Currently, all metric names, label names, and label values run through the same sanitizer at declaration time. Prometheus and Graphite support different character sets in their metric definitions:

https://prometheus.io/docs/concepts/data_model/#metric-names-and-labels

  • Prometheus Metric Names MUST match [a-zA-Z_:][a-zA-Z0-9_:]*
  • Prometheus Metric Label Names MUST match [a-zA-Z_][a-zA-Z0-9_]*
  • Prometheus Metric Label Values MAY contain any unicode chars. Empty labels are dropped.

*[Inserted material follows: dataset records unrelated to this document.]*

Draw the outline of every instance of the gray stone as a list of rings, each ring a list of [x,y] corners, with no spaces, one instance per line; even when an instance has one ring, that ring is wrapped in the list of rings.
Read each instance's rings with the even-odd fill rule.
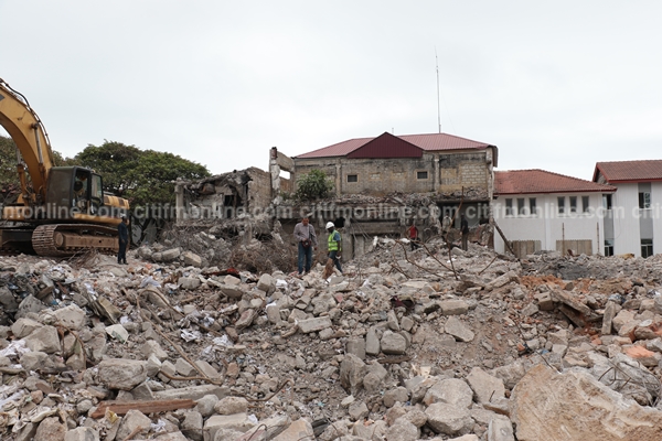
[[[204,417],[207,418],[214,413],[214,408],[218,402],[218,397],[215,395],[205,395],[199,400],[195,400],[195,408]]]
[[[180,426],[184,435],[194,441],[202,440],[202,413],[196,410],[189,410],[184,413],[184,420]]]
[[[184,258],[184,265],[186,267],[202,268],[202,257],[197,256],[195,252],[185,251],[182,257]]]
[[[21,355],[21,366],[25,370],[35,370],[40,367],[44,367],[45,362],[49,359],[49,354],[45,352],[26,352]]]
[[[126,343],[129,340],[129,332],[119,323],[106,326],[106,334],[120,343]]]
[[[314,432],[310,422],[303,418],[293,421],[287,429],[279,433],[273,441],[313,440]]]
[[[233,440],[235,438],[227,438],[227,439]],[[154,440],[158,440],[158,441],[189,441],[186,439],[186,437],[184,437],[184,434],[179,431],[160,434],[157,438],[154,438]]]
[[[505,417],[493,418],[488,427],[488,441],[515,441],[511,420]]]
[[[183,358],[178,358],[177,362],[174,362],[174,367],[178,374],[184,377],[192,377],[194,375],[197,375],[197,370],[195,370],[195,368]]]
[[[363,337],[351,337],[348,340],[345,353],[354,354],[361,359],[365,359],[365,340]]]
[[[4,311],[14,312],[19,309],[19,302],[7,287],[0,287],[0,304]]]
[[[220,429],[231,429],[244,433],[250,428],[253,428],[253,422],[246,413],[214,415],[204,423],[204,430],[212,440],[215,439],[216,431]]]
[[[174,259],[179,258],[181,254],[182,254],[182,250],[180,248],[171,248],[171,249],[167,249],[164,251],[152,254],[152,259],[154,261],[169,262],[169,261],[173,261]]]
[[[423,402],[430,406],[435,402],[445,402],[457,408],[469,408],[473,401],[473,391],[467,383],[459,378],[447,378],[430,387]]]
[[[513,389],[511,420],[521,441],[662,439],[662,411],[639,406],[588,374],[558,374],[543,364]]]
[[[214,367],[212,365],[210,365],[207,362],[205,362],[204,359],[195,361],[195,366],[197,366],[197,368],[200,370],[202,370],[202,373],[204,375],[206,375],[209,378],[220,379],[223,377],[221,374],[218,374],[218,370],[214,369]]]
[[[493,399],[505,396],[503,380],[491,376],[480,367],[474,367],[467,376],[467,383],[473,389],[473,396],[479,405],[484,405]]]
[[[276,303],[267,304],[267,319],[269,323],[279,325],[282,323],[282,319],[280,318],[280,308]]]
[[[460,342],[471,342],[474,336],[473,332],[455,316],[448,318],[444,331]]]
[[[615,302],[607,302],[607,305],[605,306],[605,313],[602,314],[602,329],[600,330],[602,335],[611,334],[613,318],[619,310],[620,305],[616,304]]]
[[[367,372],[365,363],[353,354],[348,354],[340,364],[340,384],[342,387],[356,395],[363,385],[363,377]]]
[[[79,427],[67,431],[64,441],[99,441],[99,434],[93,428]]]
[[[117,430],[116,440],[126,439],[134,430],[142,428],[138,433],[147,433],[151,428],[151,420],[145,416],[140,410],[131,409],[121,419],[119,429]]]
[[[136,359],[104,359],[98,369],[99,383],[109,389],[131,390],[147,379],[147,363]]]
[[[40,322],[32,319],[22,318],[17,320],[14,324],[11,325],[11,333],[17,338],[24,338],[40,327],[43,327],[43,324]]]
[[[66,424],[60,422],[60,418],[45,418],[39,423],[33,441],[63,441],[66,434]]]
[[[375,329],[371,327],[367,330],[367,334],[365,334],[365,353],[367,355],[378,355],[380,352],[382,352],[380,337],[377,336]]]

Graphite/Whisper is limited by whatever filesystem is being written to with the expectation that the separator "." is the directory separator. Because of this, the allowed character set was limited since long ago:

BufferingStatsdDataFactory.php
private static function normalizeMetricKey( $key ) {
	$key = strtr( $key, [ '::' => '.' ] );
	$key = preg_replace( '/[^a-zA-Z0-9.]+/', '_', $key );
	$key = trim( $key, '_.' );
	return strtr( $key, [ '..' => '.' ] );
}
StatsUtils.php
public static function normalizeString( string $entity ): string {
	$entity = preg_replace( "/[^a-z0-9]/i", "_", $entity );
	$entity = preg_replace( "/_+/", "_", $entity );
	return trim( $entity, "_" );
}

Given that Graphite metrics are less defined, I propose we make the following changes:

  1. Strictly control label values that expect to go to Graphite
  2. Loosen control of label values that expect to go to Prometheus

This change is necessary to complete T348796 because Prometheus histograms expect values which would be sanitized, e.g. le=+Inf and le=0.5.